ボクが知ってるスゴい武器といえば、虹の勇者のカレトヴルッフだけど……アレも実は神器だったりして?
「スゴいけど特殊な武器でな。使い手も選ぶんだよ」
『誰でも使えるわけじゃない……って事ですか?』
「そうだ。神器を使えるのは<神器使い>だけだ。それも、神器使いごとに使える神器は異なる。専用の武器なんだよ」
『使えない人が使おうとしたら、どうなるんですか?』
「死ぬ」
『死ぬ!?』
「最悪、死ぬ。神器に魂を食われてな。本来の使い手じゃなくても無理矢理使えるヤツもいるらしいが、耐性があるだけで最終的に神器に殺されるんだとよ」
ボクらが鎮痛剤を使い過ぎちゃいけないみたいに、多少は耐えられても、「本物の神器使い」じゃないとダメなのかー……。
「使える人間が限られるけど、強力な兵器だから使えるヤツは重宝される。だから大抵の国が、どんな大罪人だろうと神器使いなら受け入れて許す」
『…………』
「世界をひとつ滅ぼした異世界人だろうが、国の重要な戦力として大事にしていく。交国にも……そういう元罪人の神器使いが何人かいる」
交国軍とかで大活躍して、出世してるみたい。
それってどうなんだろう……と思った。
ラートさんもそう思っているのか、歯切れが悪い。
多少悪い人でも、強ければ許しちゃうって事だよね。それだけプレーローマとの戦いが大変なのかなー……。
『なんというか……色んな意味で怖いんですね。神器』
「だな。味方にすると心強いんだけどな」
『ネウロンには来てくれないんですか? 神器使い』
「ウーン……。難しいと思う」
偶然、通りがかりでもしないと難しいみたい。
交国にとって、ネウロンはそんなに重要じゃないんだろうなー……。
だから、わざわざ神器使いを派遣したりしないんだ。
神器について話をしていると、星屑隊の副長さんが「そろそろ出るぞ。
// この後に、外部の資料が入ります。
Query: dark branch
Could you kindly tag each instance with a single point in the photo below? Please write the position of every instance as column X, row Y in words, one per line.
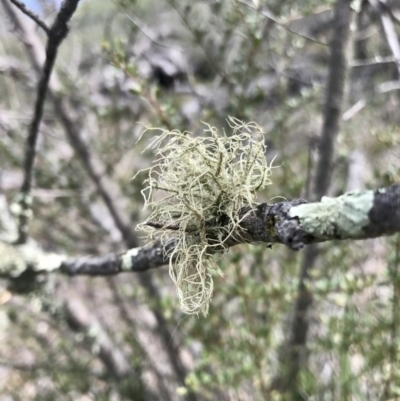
column 295, row 223
column 31, row 14
column 56, row 34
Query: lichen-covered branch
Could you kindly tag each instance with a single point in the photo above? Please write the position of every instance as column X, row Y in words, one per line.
column 295, row 223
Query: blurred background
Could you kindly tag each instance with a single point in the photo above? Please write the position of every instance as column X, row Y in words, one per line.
column 175, row 64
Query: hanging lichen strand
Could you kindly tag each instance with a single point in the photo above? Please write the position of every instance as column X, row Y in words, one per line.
column 195, row 189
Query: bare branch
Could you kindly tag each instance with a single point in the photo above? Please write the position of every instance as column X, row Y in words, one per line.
column 297, row 339
column 56, row 35
column 21, row 6
column 296, row 223
column 388, row 27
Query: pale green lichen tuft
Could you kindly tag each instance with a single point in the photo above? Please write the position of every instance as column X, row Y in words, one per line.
column 195, row 189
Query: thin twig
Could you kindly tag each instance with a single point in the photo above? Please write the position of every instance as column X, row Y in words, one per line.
column 297, row 339
column 57, row 34
column 22, row 7
column 268, row 14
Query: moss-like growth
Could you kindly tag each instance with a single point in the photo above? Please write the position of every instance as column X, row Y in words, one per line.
column 196, row 188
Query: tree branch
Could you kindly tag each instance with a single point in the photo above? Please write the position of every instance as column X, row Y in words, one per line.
column 56, row 34
column 31, row 15
column 297, row 338
column 296, row 223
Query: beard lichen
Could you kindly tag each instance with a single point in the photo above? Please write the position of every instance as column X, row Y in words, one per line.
column 196, row 188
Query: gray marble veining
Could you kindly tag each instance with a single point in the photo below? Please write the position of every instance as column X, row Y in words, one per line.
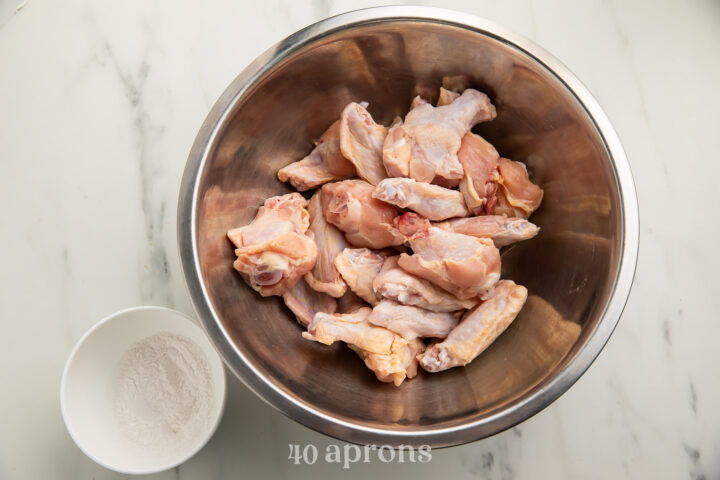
column 99, row 104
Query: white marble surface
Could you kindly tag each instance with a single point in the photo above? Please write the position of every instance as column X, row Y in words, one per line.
column 99, row 104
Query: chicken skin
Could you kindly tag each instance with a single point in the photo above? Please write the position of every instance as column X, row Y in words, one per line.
column 350, row 302
column 353, row 328
column 330, row 241
column 426, row 144
column 500, row 229
column 361, row 141
column 463, row 265
column 359, row 267
column 412, row 322
column 366, row 221
column 431, row 201
column 273, row 251
column 305, row 302
column 517, row 195
column 446, row 97
column 396, row 284
column 479, row 183
column 394, row 367
column 324, row 164
column 477, row 330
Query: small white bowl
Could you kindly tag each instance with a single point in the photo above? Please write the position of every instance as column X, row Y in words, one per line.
column 86, row 389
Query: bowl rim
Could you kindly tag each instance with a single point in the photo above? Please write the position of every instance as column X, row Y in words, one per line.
column 517, row 411
column 202, row 441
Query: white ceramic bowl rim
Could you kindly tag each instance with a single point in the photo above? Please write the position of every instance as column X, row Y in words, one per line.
column 202, row 441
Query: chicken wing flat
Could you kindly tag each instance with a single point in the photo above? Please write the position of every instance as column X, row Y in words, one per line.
column 479, row 183
column 353, row 328
column 463, row 265
column 273, row 251
column 394, row 367
column 361, row 141
column 324, row 164
column 517, row 195
column 477, row 330
column 359, row 267
column 366, row 221
column 396, row 284
column 500, row 229
column 425, row 145
column 412, row 322
column 431, row 201
column 330, row 241
column 350, row 302
column 446, row 97
column 305, row 302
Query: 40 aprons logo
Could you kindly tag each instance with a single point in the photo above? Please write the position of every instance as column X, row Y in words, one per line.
column 351, row 454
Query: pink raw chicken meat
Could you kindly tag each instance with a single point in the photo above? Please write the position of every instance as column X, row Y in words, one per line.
column 330, row 241
column 464, row 266
column 426, row 144
column 517, row 195
column 324, row 164
column 478, row 329
column 366, row 221
column 361, row 141
column 500, row 229
column 305, row 302
column 479, row 183
column 273, row 251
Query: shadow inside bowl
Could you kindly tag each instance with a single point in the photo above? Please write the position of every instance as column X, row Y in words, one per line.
column 569, row 269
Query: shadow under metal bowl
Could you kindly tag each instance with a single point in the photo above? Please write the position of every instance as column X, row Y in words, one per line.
column 578, row 270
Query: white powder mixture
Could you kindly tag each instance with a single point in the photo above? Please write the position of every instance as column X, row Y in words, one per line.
column 163, row 394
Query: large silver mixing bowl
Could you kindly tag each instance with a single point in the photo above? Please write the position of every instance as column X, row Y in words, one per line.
column 578, row 270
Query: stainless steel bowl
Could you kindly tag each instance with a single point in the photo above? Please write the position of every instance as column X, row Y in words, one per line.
column 578, row 270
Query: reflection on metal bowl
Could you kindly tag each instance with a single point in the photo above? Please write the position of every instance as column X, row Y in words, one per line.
column 578, row 270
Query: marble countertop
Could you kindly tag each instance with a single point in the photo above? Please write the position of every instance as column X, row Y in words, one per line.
column 99, row 104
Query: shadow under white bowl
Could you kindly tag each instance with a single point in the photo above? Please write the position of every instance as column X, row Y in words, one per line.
column 86, row 388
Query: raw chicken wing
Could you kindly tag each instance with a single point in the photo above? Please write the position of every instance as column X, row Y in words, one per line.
column 324, row 164
column 463, row 265
column 446, row 97
column 273, row 251
column 479, row 183
column 412, row 322
column 366, row 221
column 501, row 229
column 355, row 329
column 330, row 241
column 431, row 201
column 350, row 302
column 305, row 302
column 396, row 284
column 425, row 146
column 361, row 141
column 394, row 367
column 477, row 330
column 517, row 195
column 359, row 267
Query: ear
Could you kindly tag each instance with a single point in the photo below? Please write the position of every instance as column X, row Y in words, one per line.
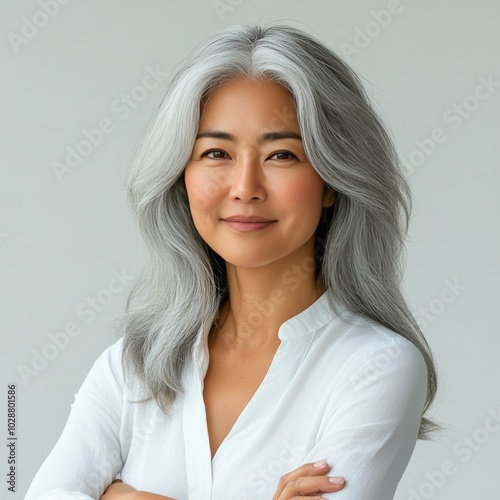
column 329, row 196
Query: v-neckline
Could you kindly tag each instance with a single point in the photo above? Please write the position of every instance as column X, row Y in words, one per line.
column 247, row 408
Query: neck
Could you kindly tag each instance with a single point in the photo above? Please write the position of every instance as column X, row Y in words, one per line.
column 261, row 299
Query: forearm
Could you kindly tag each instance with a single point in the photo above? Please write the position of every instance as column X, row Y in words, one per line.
column 118, row 490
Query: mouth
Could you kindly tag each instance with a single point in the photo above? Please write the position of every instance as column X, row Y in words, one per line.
column 246, row 218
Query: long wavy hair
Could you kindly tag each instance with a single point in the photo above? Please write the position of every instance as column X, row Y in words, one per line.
column 359, row 240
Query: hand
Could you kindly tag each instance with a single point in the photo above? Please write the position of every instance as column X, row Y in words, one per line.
column 306, row 480
column 118, row 490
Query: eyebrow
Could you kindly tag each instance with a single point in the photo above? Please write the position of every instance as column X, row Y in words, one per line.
column 265, row 137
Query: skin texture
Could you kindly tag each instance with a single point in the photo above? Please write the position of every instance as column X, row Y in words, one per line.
column 243, row 175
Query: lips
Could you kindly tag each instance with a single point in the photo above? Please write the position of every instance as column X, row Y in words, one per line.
column 247, row 223
column 246, row 218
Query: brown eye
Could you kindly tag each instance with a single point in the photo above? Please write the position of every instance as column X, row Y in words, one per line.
column 284, row 155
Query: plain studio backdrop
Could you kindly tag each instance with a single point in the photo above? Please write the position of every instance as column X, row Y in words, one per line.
column 75, row 97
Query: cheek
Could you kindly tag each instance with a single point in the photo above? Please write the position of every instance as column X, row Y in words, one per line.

最終準備整えろ」と言ってきた。
『ラートさん、流体装甲、展開しますねっ』
「おうっ。頼んだ」
装甲をキチンと出して、ラートさんもしっかり守る。
今日はボクが機兵を任されてる。頑張らなきゃ!
大丈夫。模擬戦で戦ったレンズ軍曹さんは強かったけど、今日はレンズ軍曹さんと戦わなくていいし……にいちゃん達もいる。
ラートさんもいる。
「俺とお前が組んで戦う初めての実戦だ。……今日も緊張してるか?」
『は、はいっ』
「今日はいつでも俺が交代してやれるからな。キツい時はいつでも言ってくれ。俺はお前ほど上手く機兵を動かせないが、戦い方はわかる。手本が必要ならガッツリと見せてやるからな!」
『はいっ! でも、最初はボクにやらせてくださいっ……!』
ラートさんも皆も守って、いっぱい活躍するんだ。
ここで頑張れば、ラートさんと一緒に殲滅作戦に行けるかも……。
ボクが「役立つ」って認めてもらえば、もっとラートさんと一緒にいれるかも。
それに……頑張ったら、にいちゃんも、ボクのこと、褒めてくれるよね?
模擬戦の時はあんまり褒めてくれなかったけど……今度こそ……!
■title:星屑隊母艦<隕鉄>にて
■from:狙撃手のレンズ
「おい、チビガキ」
『むぅ! グローニャはグローニャだよ!』
「ちょっと相談があるんだよ。……機兵はオレに任せろ」
お前は索敵に集中しろ、と言う。
『えー? でも、グローニャが機兵を動かせって言われて……』
「オレの言う事をよく聞けって言われなかったか?」
『言ってたかも~?』
「じゃあ、オレの言う事を聞くべきだよなぁ?」
『んににっ……!? そ、そうかも……?』
機兵の操縦権を奪う。
最近、イライラする事が多い。
タルタリカ相手に暴れて、発散させてもらおう。